Ce n’est pas du tout de la diplomatie, pas dans le sens traditionnel du terme et surtout venant d’un pays encore considéré par ses patriotes comme une superpuissance occidentale, mais plutôt ce que je décrirais comme la  » mythomatie d’une administration « .  Le président Obama (comme l’a fait Jimmy Carter avant lui) fait défiler les États-Unis d’Amérique sous le regard des idéologues islamistes comme si c’était le simple tremplin d’une capitulation occidentale inévitable dans un monde futur dominé par l’islam.

Le président Obama est prompt à souligner les avantages du «dialogue» avec l’Iran, mais nous n’entendons rien qui puisse indiquer que son administration est consciente de la nature maléfique et brutale de l’élite dirigeante religieuse de l’Iran.
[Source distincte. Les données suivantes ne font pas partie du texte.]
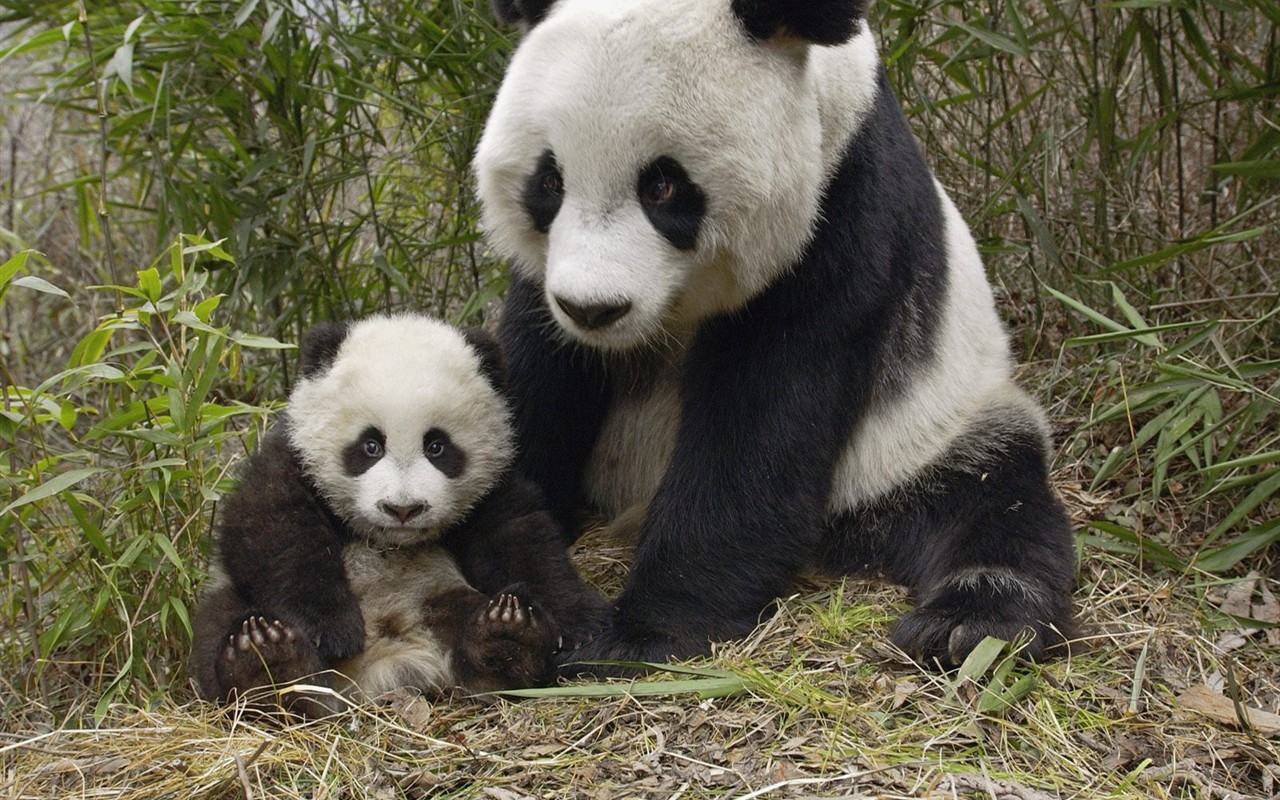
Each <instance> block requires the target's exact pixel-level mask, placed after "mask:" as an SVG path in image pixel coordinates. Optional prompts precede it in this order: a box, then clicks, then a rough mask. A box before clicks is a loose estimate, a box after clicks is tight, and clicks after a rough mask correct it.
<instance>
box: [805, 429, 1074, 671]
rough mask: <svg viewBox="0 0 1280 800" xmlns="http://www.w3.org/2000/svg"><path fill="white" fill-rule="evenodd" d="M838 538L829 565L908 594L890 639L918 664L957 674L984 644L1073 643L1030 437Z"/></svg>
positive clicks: (848, 531) (847, 516)
mask: <svg viewBox="0 0 1280 800" xmlns="http://www.w3.org/2000/svg"><path fill="white" fill-rule="evenodd" d="M836 527H837V530H835V531H833V535H835V539H836V541H835V544H833V547H832V548H831V549H829V552H828V554H827V559H826V561H827V566H837V564H838V566H840V567H841V568H842V571H846V572H858V571H865V570H870V571H876V572H883V573H884V575H887V576H888V577H891V579H893V580H896V581H900V582H902V584H906V585H908V586H910V588H911V590H913V594H914V596H915V602H916V607H915V608H914V609H913V611H911V612H909V613H908V614H906V616H905V617H902V620H900V621H899V622H897V625H896V626H895V627H893V631H892V640H893V643H895V644H896V645H897V646H900V648H901V649H902V650H904V652H905V653H908V654H909V655H911V657H913V658H915V659H918V660H920V662H922V663H925V664H934V663H937V664H941V666H943V667H954V666H959V664H960V663H961V662H963V660H964V659H965V657H966V655H968V654H969V652H970V650H973V648H974V646H977V645H978V643H980V641H982V640H983V639H984V637H987V636H995V637H997V639H1004V640H1007V641H1021V643H1023V644H1024V648H1023V650H1021V653H1023V654H1024V655H1025V657H1028V658H1042V657H1044V655H1046V654H1047V652H1048V650H1051V649H1053V648H1056V646H1057V645H1061V644H1062V643H1064V641H1066V640H1068V639H1070V636H1071V599H1070V595H1071V588H1073V584H1074V575H1075V559H1074V552H1073V548H1071V534H1070V525H1069V521H1068V518H1066V513H1065V511H1064V509H1062V506H1061V503H1059V500H1057V498H1056V497H1055V495H1053V493H1052V490H1051V489H1050V485H1048V476H1047V472H1046V467H1044V453H1043V444H1042V443H1041V442H1039V440H1038V439H1036V438H1034V436H1032V435H1027V436H1023V438H1020V439H1012V440H1010V442H1006V443H1004V447H1002V448H1000V449H998V451H996V452H993V453H992V454H991V456H989V457H988V460H987V461H986V462H984V463H982V465H972V466H969V467H966V468H948V470H938V471H936V472H933V474H931V475H929V476H927V477H925V479H923V480H922V481H920V484H919V486H918V488H916V489H915V490H914V492H906V493H902V494H900V495H897V497H895V498H893V499H892V500H890V502H882V503H879V504H878V506H876V507H874V508H868V509H864V511H861V512H859V513H855V515H851V516H847V517H845V518H842V520H838V521H837V526H836ZM833 562H835V563H833Z"/></svg>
Le journal britannique The Telegraph a rapporté récemment qu’, « au cours de la dernière décennie, le régime iranien a pendu environ entre 500 et 600 personnes chaque année, gratifiant le pays du plus grand nombre d’exécutions dans le monde … » Amnesty International nous informe que 586 personnes ont déjà été mises à mort cette année. Et maintenant, le président Barack Obama et John Kerry nous donnent l’assurance que ce régime en question,  n’est pas le moins du monde intéressé à développer des armes nucléaires dans le seul but de tuer en masse des Juifs israéliens.
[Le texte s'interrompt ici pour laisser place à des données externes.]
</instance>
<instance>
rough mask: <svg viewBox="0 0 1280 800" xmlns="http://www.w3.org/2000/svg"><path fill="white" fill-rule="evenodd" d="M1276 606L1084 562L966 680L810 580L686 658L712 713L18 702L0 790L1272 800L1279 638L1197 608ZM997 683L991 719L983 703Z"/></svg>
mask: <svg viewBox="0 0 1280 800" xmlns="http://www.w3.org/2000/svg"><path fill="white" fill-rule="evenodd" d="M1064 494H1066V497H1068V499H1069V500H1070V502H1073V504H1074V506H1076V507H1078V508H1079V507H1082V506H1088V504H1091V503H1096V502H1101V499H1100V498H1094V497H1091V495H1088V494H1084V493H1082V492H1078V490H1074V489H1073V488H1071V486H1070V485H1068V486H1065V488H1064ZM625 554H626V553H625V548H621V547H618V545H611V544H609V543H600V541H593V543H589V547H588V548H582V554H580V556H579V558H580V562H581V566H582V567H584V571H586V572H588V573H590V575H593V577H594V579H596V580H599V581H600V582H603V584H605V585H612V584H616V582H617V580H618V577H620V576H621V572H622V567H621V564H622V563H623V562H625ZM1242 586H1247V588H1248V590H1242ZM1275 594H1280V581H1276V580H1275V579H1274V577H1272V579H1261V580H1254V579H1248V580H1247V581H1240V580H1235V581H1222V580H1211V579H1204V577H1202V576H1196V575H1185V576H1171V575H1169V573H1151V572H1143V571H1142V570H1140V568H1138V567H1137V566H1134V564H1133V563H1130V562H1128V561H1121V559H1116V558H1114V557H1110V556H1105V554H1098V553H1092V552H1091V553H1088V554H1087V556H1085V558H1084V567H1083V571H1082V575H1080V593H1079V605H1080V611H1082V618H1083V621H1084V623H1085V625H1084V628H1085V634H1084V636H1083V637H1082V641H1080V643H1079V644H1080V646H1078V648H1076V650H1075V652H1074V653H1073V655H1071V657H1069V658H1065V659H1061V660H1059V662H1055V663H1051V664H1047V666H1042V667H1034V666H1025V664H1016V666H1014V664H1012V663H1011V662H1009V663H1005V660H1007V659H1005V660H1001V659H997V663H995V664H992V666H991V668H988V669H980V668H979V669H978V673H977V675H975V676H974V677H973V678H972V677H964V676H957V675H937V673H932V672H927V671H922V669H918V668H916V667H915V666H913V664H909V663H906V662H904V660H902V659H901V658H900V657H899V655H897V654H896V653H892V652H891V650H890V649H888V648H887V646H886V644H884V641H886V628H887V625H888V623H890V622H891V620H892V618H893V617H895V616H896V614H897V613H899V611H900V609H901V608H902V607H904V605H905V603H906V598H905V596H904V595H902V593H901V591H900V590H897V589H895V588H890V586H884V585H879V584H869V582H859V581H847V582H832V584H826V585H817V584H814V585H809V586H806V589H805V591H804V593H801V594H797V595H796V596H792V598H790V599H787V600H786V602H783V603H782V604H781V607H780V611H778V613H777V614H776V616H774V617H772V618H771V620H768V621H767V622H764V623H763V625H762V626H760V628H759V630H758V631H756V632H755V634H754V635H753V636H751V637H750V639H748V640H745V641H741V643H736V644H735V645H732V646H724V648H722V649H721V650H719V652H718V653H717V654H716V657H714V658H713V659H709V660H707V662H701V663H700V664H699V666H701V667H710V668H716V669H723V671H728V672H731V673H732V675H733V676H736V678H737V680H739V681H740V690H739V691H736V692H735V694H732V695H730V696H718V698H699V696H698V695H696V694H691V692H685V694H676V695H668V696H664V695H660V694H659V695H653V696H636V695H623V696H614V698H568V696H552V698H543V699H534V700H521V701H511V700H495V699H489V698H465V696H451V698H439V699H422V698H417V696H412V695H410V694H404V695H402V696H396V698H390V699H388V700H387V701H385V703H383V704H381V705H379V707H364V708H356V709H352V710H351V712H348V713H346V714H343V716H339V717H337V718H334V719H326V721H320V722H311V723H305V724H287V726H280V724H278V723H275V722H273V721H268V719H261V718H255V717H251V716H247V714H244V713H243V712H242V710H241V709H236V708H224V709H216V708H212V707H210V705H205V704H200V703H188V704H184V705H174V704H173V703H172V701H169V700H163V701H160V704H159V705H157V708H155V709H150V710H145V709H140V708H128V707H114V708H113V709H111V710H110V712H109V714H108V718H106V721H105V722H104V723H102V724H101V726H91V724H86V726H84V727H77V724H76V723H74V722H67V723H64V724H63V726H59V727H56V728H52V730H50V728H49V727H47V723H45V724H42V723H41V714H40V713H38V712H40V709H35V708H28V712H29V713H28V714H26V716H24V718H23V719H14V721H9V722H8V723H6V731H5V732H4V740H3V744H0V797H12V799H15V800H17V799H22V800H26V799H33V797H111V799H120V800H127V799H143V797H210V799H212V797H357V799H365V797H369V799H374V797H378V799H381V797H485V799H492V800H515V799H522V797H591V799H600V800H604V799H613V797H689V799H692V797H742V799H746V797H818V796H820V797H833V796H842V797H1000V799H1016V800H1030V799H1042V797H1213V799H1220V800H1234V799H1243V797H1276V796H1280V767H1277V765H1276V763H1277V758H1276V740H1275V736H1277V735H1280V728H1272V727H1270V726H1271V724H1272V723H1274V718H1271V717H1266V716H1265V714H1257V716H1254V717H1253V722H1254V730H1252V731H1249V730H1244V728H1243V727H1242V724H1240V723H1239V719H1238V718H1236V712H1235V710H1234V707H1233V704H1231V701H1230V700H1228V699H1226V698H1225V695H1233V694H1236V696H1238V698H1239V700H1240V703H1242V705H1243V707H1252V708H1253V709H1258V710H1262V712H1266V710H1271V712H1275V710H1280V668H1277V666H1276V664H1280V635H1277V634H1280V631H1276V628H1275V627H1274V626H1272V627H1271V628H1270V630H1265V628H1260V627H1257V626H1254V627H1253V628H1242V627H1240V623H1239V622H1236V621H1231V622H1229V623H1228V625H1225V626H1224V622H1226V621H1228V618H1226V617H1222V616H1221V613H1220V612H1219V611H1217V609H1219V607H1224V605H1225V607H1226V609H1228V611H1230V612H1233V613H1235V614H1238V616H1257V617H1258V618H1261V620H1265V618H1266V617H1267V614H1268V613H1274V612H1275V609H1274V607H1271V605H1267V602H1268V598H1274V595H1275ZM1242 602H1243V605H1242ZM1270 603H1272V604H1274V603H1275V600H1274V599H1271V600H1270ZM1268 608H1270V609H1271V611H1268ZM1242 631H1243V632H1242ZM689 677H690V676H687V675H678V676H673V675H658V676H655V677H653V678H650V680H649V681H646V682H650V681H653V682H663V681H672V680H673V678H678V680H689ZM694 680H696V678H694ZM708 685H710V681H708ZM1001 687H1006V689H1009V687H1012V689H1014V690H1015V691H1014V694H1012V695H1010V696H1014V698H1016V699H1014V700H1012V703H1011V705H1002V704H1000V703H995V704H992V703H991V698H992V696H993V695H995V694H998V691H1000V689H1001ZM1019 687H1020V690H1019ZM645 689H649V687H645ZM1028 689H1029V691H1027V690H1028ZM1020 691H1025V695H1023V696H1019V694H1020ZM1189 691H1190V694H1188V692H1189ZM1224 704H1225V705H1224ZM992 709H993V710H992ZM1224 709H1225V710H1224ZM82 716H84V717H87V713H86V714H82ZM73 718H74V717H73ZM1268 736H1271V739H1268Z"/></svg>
« Si la hache devient faible et qu’il n’a pas aiguisé le tranchant, il doit exercer plus de force. Ainsi, l’avantage d’une compétence [dépend de l’exercice de] la prudence. « Ainsi dit l’Ecclésiaste 10:10. Cette administration Obama, jetant la prudence par la fenêtre, a maintenant donné à la République islamique d’Iran, l’un des ennemis les plus dangereux du monde occidental, l’avantage. L’Etat d’Israël est au sommet de leur liste des pays cibles à être « rayés de la carte. » Tous leurs voisins musulmans qui ne sont pas en règle seront les suivants. Mais d’ici là le monde occidental, notre monde aura été contraint à un retour à la loi de la jungle dans le but de nous libérer d’un autre bourbier religieux du Moyen-Orient, mais aussi pour empêcher que la prolifération inévitable des hostilités ne se transforme une guerre mondiale.

Parce que la loi de la jungle est la seule loi que le clergé chiite d’Iran  comprenne. Si vous ne me croyez pas, demandez au peuple d’’Irak.